I had long admired Erma Bombeck and dreamed
of having a column like hers. On the off chance that The Davis Enterprise
was ever looking for a writer for a column like that, I wondered if it could
be me.
I tried to produce an ~750-850 word column
every day...and discovered that I could, though I also found out that it was
waaay harder to be Erma Bombeck than it seems on the surface. I
still haven't done that.
Well, eventually they offered me the job of
theater critic, a job I have enjoyed for 15 years now, and there came a time
when they did want someone to write a journal entry once a week and
the job went to Marion Frank, a wonderfully talented writer who approaches
my Erma aspirations more often than I do.
Recently she was stuck for something to write
about. It happens to all of us. You know the deadline is looming
and there is just nothing there. As it happened it was around
Christmas time. While her family traditionally had a big celebration
on Christmas eve, this year their children would not be arriving until
Christmas day. It would be the first year she and her husband would be
alone on Christmas eve.
Then she got a flyer from Capital Stage in
Sacramento, advertising its holiday show, Santaland Diaries
(apparently she didn't get her information from my review. Harumph.
But let it pass) and she decided maybe they would have their "Jewish
Christmas" ("I'm half Jewish myself," she admits), go to a nice Chinese
restaurant for dinner and then see Santaland Dairies.

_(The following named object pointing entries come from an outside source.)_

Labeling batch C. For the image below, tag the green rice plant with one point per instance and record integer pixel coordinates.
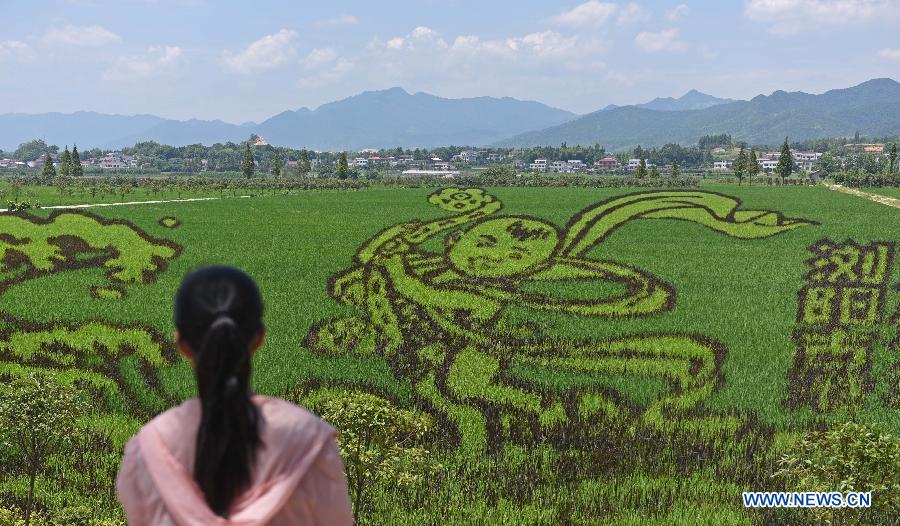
(118, 364)
(30, 247)
(414, 299)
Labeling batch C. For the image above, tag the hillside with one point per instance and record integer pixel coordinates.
(872, 108)
(371, 119)
(692, 100)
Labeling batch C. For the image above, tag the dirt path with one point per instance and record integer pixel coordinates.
(889, 201)
(125, 203)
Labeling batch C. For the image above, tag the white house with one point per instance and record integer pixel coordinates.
(468, 156)
(725, 164)
(539, 165)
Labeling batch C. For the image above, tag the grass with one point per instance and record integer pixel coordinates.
(888, 192)
(741, 293)
(51, 196)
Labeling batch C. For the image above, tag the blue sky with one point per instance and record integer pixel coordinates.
(241, 61)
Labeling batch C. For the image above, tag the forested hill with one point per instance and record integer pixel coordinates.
(871, 108)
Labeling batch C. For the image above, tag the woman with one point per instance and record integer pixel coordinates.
(230, 457)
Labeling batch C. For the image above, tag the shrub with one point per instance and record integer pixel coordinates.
(378, 441)
(849, 457)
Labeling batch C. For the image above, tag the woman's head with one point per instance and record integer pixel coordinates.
(218, 316)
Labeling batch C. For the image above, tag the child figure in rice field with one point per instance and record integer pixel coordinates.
(434, 316)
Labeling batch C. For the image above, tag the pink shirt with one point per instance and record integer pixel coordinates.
(298, 478)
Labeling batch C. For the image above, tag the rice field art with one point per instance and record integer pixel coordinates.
(574, 356)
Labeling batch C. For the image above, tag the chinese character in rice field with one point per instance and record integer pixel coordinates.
(434, 316)
(838, 312)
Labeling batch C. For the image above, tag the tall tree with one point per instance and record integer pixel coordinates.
(48, 171)
(65, 163)
(752, 166)
(343, 167)
(276, 165)
(785, 162)
(893, 159)
(827, 165)
(75, 167)
(740, 165)
(303, 164)
(248, 164)
(38, 415)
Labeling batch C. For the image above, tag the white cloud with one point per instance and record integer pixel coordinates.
(632, 13)
(343, 20)
(619, 78)
(537, 45)
(320, 56)
(678, 12)
(591, 13)
(890, 53)
(15, 50)
(84, 36)
(335, 72)
(665, 40)
(792, 16)
(268, 52)
(546, 44)
(156, 61)
(421, 36)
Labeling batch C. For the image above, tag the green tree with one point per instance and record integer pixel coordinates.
(48, 171)
(785, 162)
(752, 165)
(378, 442)
(642, 170)
(849, 457)
(276, 165)
(65, 163)
(827, 165)
(75, 167)
(38, 416)
(740, 165)
(893, 160)
(343, 167)
(248, 163)
(303, 164)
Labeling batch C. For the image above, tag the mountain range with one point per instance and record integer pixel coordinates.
(871, 108)
(372, 119)
(692, 100)
(394, 117)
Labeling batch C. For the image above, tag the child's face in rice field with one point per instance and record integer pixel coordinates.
(504, 247)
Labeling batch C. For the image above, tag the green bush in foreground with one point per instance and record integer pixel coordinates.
(377, 441)
(850, 457)
(37, 416)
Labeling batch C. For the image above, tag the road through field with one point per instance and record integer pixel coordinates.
(889, 201)
(124, 203)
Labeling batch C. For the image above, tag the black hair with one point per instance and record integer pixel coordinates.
(218, 312)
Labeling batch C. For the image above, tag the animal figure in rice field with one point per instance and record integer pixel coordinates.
(116, 363)
(435, 316)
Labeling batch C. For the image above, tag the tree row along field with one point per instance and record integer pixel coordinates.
(537, 355)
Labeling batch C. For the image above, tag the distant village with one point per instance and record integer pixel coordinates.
(723, 159)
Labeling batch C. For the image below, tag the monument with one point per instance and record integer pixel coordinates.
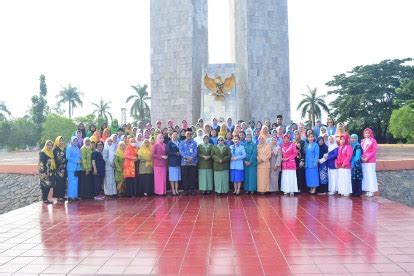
(179, 61)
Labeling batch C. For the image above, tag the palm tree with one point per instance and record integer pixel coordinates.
(139, 109)
(70, 95)
(3, 111)
(101, 110)
(312, 105)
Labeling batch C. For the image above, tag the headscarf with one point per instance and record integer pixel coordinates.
(119, 152)
(49, 154)
(322, 149)
(146, 153)
(223, 131)
(105, 135)
(334, 145)
(84, 144)
(139, 139)
(355, 136)
(111, 148)
(57, 144)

The truth is, I had two concerns that were prompting me to buy tickets. I was afraid of possible loneliness on Christmas Eve and I needed to produce a column by Jan. 1.
When she bought the tickets only 8 other
tickets had been sold and she figured that writing about how a comedian does
a one-man show for a handful of people would be an interesting angle.
But by the time the show arrived, about half the house was full so it wasn't
going to be interesting to write about the lack of patrons.
She and her husband tried to check out the
audience to see the kinds of people who go to the theater on Christmas
night, but found them all just ordinary looking.
My husband and I left the theater saying to each other that Christmas Eve out isn’t very different from a normal night out. We weren’t having a unique experience and — worse yet — I didn’t have a column.
But she did. She wrote a whole column
about how she tried to find something to write about...but came up dry.
When I don't have anything to write about, I
usually turn to an old meme that I saved years ago.
Tonight, however, I could write about my
fellow writer, who was having the same problem I was tonight.